Lee In-young calls for 'small steps' to revive dialogue with North
South Korea’s Minister of Unification Lee In-young on Monday called on North Korea to reciprocate Seoul’s inter-Korean exchange proposals, arguing that cooperation between the two Koreas could help revive denuclearization talks with the United States.
In an address delivered at the Korea Global Forum for Peace, a yearly event organized by the ministry, Lee noted the importance of incremental exchanges with North Korea in the fields directly affecting the public’s well-being, like public health, disease prevention and the environment.
“Small steps are better than no steps at all,” Lee said, quoting from Willy Brandt, the former West German chancellor who won a Nobel Prize in part due to his efforts in pushing his “Ostpolitik” brand of conciliatory policies toward the Communist East.

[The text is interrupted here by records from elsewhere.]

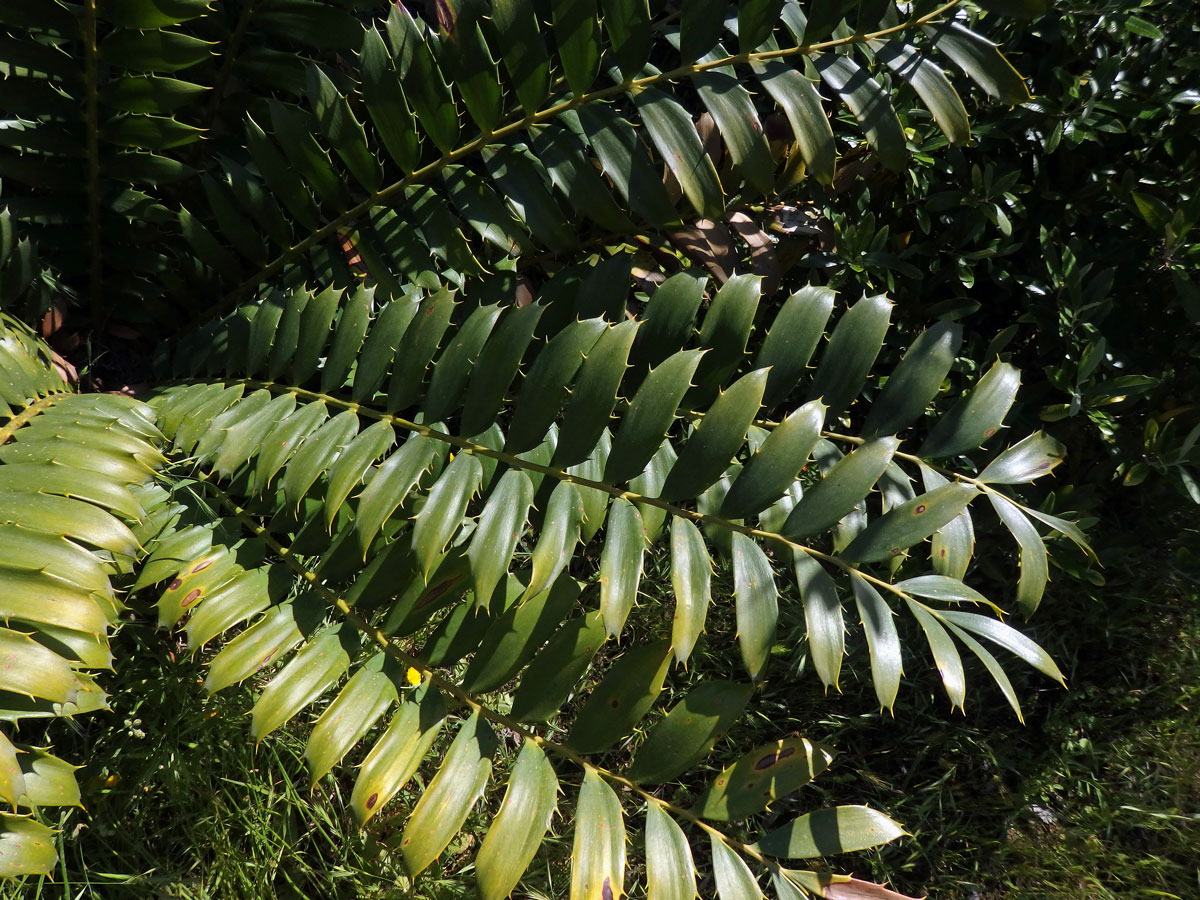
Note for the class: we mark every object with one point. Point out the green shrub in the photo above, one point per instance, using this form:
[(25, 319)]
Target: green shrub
[(413, 441)]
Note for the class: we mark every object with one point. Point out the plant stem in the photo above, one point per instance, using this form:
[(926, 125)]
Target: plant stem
[(517, 125), (91, 150), (36, 408), (385, 643), (561, 475)]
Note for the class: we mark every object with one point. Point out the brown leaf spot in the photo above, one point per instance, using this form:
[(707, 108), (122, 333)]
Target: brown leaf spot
[(769, 760)]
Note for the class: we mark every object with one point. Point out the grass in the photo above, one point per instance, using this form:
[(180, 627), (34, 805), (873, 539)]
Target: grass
[(1095, 797)]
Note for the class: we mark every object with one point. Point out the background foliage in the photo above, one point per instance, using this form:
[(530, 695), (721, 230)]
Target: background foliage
[(1059, 238)]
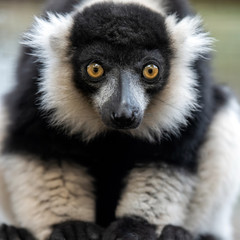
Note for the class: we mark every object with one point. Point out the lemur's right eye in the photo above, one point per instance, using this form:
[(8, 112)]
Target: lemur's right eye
[(95, 70), (150, 71)]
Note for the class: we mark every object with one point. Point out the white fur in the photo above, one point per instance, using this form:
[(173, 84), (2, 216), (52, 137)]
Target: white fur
[(161, 196), (45, 194), (167, 112), (219, 181), (202, 204), (72, 111)]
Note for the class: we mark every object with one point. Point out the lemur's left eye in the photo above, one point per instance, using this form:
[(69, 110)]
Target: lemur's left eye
[(150, 71), (95, 70)]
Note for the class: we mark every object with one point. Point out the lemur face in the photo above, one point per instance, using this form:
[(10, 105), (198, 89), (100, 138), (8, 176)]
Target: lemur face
[(112, 66), (120, 60)]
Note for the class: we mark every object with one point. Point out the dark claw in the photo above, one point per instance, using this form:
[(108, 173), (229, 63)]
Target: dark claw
[(76, 230), (171, 232), (130, 229)]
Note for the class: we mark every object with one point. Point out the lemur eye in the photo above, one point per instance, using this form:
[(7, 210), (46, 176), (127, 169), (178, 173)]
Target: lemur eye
[(95, 70), (150, 71)]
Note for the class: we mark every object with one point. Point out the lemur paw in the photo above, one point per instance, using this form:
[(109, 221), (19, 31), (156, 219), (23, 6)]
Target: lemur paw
[(171, 232), (76, 230), (13, 233), (130, 229)]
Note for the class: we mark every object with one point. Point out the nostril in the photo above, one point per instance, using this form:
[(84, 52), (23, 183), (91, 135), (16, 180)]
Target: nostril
[(113, 116)]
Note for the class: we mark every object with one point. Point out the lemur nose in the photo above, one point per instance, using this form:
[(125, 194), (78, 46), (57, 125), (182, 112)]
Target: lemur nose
[(125, 118)]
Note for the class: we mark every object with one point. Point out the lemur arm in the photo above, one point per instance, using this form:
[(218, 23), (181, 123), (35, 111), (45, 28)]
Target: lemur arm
[(44, 194)]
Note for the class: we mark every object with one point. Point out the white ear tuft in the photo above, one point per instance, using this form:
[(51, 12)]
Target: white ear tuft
[(49, 36), (188, 38)]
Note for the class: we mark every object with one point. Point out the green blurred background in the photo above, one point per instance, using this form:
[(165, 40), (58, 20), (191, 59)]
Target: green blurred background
[(221, 19)]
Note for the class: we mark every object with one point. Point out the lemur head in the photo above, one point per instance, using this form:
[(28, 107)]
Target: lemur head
[(118, 66)]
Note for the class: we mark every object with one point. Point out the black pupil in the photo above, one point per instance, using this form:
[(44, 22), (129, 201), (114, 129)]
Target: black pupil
[(95, 69), (150, 71)]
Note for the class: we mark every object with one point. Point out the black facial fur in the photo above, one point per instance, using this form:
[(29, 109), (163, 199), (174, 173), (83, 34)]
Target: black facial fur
[(106, 33)]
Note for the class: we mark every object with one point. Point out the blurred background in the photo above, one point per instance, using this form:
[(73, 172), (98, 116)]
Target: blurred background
[(221, 19)]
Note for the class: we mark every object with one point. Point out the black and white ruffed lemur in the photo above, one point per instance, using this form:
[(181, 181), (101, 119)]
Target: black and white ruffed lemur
[(115, 129)]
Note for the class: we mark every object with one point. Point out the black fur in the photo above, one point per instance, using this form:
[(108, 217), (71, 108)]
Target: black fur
[(75, 230), (100, 35), (114, 153), (171, 232), (13, 233), (133, 228)]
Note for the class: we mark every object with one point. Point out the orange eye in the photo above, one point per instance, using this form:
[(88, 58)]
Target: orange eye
[(95, 70), (150, 71)]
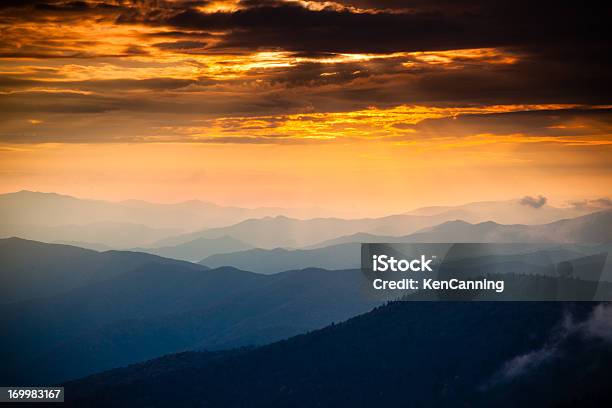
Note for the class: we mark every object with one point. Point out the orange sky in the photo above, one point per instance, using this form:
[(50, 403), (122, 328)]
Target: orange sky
[(171, 101)]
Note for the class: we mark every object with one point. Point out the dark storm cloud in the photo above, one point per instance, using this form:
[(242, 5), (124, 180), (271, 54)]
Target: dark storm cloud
[(535, 202), (290, 26), (554, 123), (180, 45)]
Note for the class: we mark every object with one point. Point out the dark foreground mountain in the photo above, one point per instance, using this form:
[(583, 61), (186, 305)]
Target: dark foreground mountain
[(477, 354), (157, 307)]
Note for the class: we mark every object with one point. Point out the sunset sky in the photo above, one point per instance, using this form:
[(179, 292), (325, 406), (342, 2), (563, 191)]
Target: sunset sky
[(356, 105)]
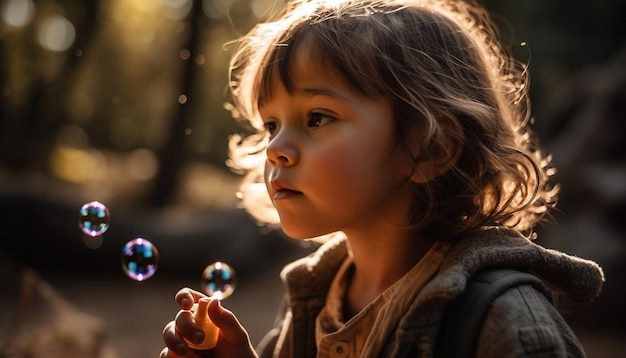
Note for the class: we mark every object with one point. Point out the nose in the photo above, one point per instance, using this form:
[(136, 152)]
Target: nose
[(282, 150)]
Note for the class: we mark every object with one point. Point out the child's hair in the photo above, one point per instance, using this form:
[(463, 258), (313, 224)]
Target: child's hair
[(435, 60)]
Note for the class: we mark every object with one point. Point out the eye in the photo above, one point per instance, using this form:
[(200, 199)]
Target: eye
[(317, 119)]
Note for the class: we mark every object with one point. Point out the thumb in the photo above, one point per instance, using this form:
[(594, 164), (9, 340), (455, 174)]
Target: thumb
[(231, 330)]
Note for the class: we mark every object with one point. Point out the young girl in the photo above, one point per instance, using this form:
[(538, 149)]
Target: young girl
[(396, 132)]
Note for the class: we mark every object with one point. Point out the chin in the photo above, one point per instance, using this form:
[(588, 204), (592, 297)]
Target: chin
[(313, 235)]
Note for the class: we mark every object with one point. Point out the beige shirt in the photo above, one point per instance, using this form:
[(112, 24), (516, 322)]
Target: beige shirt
[(338, 339)]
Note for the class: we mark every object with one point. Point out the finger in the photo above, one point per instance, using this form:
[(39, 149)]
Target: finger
[(230, 329), (186, 297), (187, 328), (173, 341), (166, 353)]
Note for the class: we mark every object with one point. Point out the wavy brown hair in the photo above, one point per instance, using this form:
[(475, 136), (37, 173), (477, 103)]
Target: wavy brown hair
[(436, 60)]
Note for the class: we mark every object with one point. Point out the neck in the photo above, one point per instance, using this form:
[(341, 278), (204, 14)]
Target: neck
[(380, 261)]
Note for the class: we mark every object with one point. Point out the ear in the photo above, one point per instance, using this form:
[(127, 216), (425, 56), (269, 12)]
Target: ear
[(441, 157)]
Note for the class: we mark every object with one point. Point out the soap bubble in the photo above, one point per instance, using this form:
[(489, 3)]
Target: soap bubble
[(139, 259), (219, 280), (94, 218)]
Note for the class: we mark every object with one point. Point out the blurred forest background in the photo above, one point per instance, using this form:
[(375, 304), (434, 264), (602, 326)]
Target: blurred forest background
[(122, 101)]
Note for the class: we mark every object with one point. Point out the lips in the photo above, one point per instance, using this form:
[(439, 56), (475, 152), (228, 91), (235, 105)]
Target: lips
[(280, 191)]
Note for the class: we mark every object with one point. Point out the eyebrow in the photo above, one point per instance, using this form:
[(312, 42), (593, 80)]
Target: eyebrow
[(322, 91)]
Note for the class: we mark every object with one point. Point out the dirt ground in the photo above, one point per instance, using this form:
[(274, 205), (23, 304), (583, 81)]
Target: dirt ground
[(133, 314)]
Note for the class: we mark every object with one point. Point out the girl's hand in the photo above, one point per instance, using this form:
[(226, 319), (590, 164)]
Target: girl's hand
[(233, 339)]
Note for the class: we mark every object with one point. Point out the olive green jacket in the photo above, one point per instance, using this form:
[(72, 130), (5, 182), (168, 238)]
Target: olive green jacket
[(521, 323)]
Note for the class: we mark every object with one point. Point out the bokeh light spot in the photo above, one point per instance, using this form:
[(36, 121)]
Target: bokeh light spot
[(56, 33)]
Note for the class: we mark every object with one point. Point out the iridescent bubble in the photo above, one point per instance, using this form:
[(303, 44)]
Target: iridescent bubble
[(219, 280), (94, 218), (140, 259)]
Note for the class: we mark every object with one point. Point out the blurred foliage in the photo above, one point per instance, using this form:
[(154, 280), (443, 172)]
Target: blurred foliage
[(127, 95)]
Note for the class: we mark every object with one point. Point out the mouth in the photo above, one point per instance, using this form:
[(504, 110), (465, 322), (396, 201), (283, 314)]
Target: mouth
[(280, 191), (285, 194)]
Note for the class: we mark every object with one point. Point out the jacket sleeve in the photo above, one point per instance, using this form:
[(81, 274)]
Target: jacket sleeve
[(267, 345), (524, 323)]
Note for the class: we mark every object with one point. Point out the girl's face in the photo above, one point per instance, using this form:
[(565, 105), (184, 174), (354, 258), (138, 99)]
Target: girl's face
[(332, 163)]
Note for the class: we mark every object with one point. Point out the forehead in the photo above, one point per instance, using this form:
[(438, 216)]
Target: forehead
[(318, 49)]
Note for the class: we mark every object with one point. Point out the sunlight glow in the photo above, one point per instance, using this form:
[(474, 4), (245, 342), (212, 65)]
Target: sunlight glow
[(56, 33), (18, 13)]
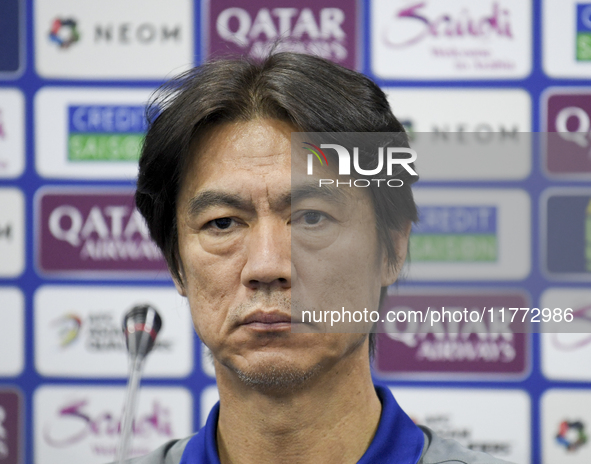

Calling on Pyongyang to respond to his proposal, Lee said it was the two countries’ ultimate task to usher in an age of “complete, verifiable, irreversible peace,” a reference to a phrase often used by U.S. officials to characterize Pyongyang’s denuclearization requirements.
Inter-Korean relations have all but ceased this year after Pyongyang escalated tensions with the South, owing to what it hinted was Seoul’s unwillingness to depart from a U.S.-led policy on sanctions toward the North.
As unification minister, Lee proposed using barter trades between the two Koreas as a means to build cooperation and trust, but Pyongyang has shown no response to the initiative.
Instead, Lee’s outspoken stance on the constraining influence of South Korea-U.S. relations on inter-Korean cooperation has irritated Washington.
In an awkward meeting with U.S. Ambassador Harry Harris last month, Lee openly called for the allies’ consultative body on North Korea policy to be revamped to accommodate Seoul’s independence in pursuing certain forms of exchanges with the North.
Another controversy was ignited last week when Lee remarked at a meeting with leaders of South Korea’s Protestant community that he believed Seoul and Washington could one day replace their “military, Cold War alliance” with a “peace alliance” down the road.
The U.S. State Department on Friday responded directly to the comment, stressing the two countries’ alliance went far beyond their security ties to include economic and human rights cooperation.
Moon Chung-in, special security advisor to South Korean President Moon Jae-in, on Monday said the State Department’s direct response to Lee betrayed Washington’s biased view of him, adding he could not understand why the United States was taking issue with the idea of a “peace alliance.”
Unification Ministry spokesman Yoh Sang-key also issued a formal response to the controversy, saying it was an “undeniable fact that the South Korea-U.S. alliance began as a military alliance in the Cold War, but developed into a value-shaped alliance on the basis of democracy and pursuit of a market economy.”